Prior to the 1973 decision legalizing abortion, pro-abortion activists told the media that there were five thousand to ten thousand deaths a year owing to abortion. But it was a lie. We know it was a lie because the man who broadcasted about it at the time, Dr. Bernard Nathanson, a practicing abortionist and activist, later admitted that he lied. By the way, the actual number of women who died of an abortion the year before Roe was thirty-nine; the figure was published by the Centers for Disease Control.
The pro-abortion industry loves to say that prior to Roe, women were prosecuted all over the country for having an abortion. This is another lie.
There are only two cases in which a woman was charged in any state for having an abortion: Pennsylvania in 1911 and Texas in 1922. Since 1922, there have been zero documented cases in which a woman has been charged in an abortion case.
The woman in Roe, Jane Roe (whose actual name is Norma McCorvey), was 21 when she became pregnant for the third time.
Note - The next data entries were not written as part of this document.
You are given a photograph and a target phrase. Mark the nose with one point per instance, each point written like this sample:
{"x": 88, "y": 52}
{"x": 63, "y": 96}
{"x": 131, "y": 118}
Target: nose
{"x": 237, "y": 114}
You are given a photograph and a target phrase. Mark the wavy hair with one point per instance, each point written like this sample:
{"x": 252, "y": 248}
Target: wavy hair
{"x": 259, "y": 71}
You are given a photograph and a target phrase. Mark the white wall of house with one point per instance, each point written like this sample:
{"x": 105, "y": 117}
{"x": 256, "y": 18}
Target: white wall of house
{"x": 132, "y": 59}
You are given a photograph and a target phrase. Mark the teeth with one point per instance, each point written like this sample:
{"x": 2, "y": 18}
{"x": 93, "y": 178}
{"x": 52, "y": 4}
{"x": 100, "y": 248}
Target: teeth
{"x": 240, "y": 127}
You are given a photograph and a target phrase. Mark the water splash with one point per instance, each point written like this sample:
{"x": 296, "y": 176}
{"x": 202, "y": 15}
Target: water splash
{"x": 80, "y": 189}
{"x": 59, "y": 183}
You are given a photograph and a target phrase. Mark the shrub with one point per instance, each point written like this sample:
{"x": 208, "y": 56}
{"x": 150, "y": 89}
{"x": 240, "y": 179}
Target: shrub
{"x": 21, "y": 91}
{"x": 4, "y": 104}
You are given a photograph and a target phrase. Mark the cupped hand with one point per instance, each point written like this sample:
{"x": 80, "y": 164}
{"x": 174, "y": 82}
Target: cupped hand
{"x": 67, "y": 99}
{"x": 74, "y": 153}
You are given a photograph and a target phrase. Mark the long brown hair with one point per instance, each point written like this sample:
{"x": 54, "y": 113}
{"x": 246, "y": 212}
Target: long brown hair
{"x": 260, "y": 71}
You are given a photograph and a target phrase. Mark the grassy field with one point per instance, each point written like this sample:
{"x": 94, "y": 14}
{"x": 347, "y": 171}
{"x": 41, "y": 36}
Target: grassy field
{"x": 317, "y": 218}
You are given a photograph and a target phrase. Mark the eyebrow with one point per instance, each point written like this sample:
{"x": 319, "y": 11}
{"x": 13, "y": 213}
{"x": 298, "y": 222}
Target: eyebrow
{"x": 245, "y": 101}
She sought an abortion in Texas. But there was one problem: Texas did not allow for abortions except if the mother’s life was endangered. So she lied. On the advice of her female lawyers, she said she was raped.
Supreme Court Justice Harry Blackmun wrote the decision in Roe arguing that “We need not resolve the difficult question of when life begins.” This was a remarkable admission. Did he not understand that this question was central to this issue? The reason why this ruling has proven to be so controversial has everything to do with this question. Moreover, if Blackmun—or anyone else—is unsure when life begins, why not err on the side of caution? Why assume life is not present at conception?
In fact, well before 1973 there was scientific evidence that life begins at conception. Indeed, twenty years earlier James Watson and Francis Crick discovered the structure of DNA, the very material that makes all of us unique human beings. It is present at the moment of fertilization—not a day later. Additionally, ultrasound technology was frequently being used when Roe was decided.
As important as anything, even distinguished pro-abortion jurists have slammed the decision in Roe for being without constitutional foundation.
Those who claim it is constitutionally sound are either ignorant or lying.
Harvard Law School professors Archibald Cox, Alan Dershowitz and Laurence Tribe have said the decision was fatally flawed. Even Supreme Court Justice Ruth Bader Ginsburg said it was lawmakers, not judges, who should decide this issue.
The New Republic, a staunch supporter of abortion rights, said at the time that it was not the provenance of the courts to rule on abortion. Washington Post columnist Richard Cohen, another advocate of abortion-on-demand, said that inventing a right to privacy was irresponsible. “Whatever abortion may be,” he said, “it cannot simply be a matter of privacy.”
The biggest lie of all is the claim that abortion doesn’t kill an innocent human being. The Catholic Church has been on the right side of science on this matter all along. We welcome others to the fold.